Among its key messages, the declaration signatories commit to make policy that attracts investment in green growth and inclusive economies; strengthen actions to halt and reverse biodiversity loss, deforestation, and desertification; restore degraded lands; focus economic development plans on climate-positive growth, including expansion of just energy transitions and renewable energy generation for industrial activity, climate-aware and restorative agricultural practices, and essential protection and enhancement of nature and biodiversity; and many other commitments.
Among other demands, the declaration calls for collective global action to mobilize the necessary capital for both development and climate action. It invites development partners everywhere to align and coordinate their technical and financial resources directed toward Africa, boosting the sustainable use of Africa’s natural assets.

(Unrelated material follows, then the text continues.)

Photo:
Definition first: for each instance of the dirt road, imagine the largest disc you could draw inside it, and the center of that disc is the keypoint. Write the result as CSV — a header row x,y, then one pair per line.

>>Read: Youth perspectives on the climate summit
Before the declaration was brought forward, the morning plenary covered a summary of the summit so far and a pathway from Nairobi to COP28 and beyond.
Elizabeth Wathuti, the lead coordinator of the Africa Youth Climate Assembly, proclaimed that young people should be systematically embedded in climate decision-making. She carried the message from her peers that young people are not watching from the sidelines—they are innovators and actors who are shaping the continent and driving solutions at the local, regional, and global levels.
Dr. Priscilla Achakpa of the Women Environmental Programme corrected the narrative that women are helpless victims just because they are disproportionately impacted by climate change. In truth, women are leaders who can make a change for climate action. She championed a range of bold solutions, calling on the Global North to end fossil fuel use, contribute their fair share of funding, and expand financial solutions beyond market-based and debt-based finance.
Selwin Hart, Special Advisor to the UNSG on Climate Action, said that the world cannot continue “business as usual.” Africa’s priority is a just and equitable transition, which requires global enabling conditions like affordable finance at scale, fair trading arrangements, debt relief, tech access, and reform of the international financial architecture.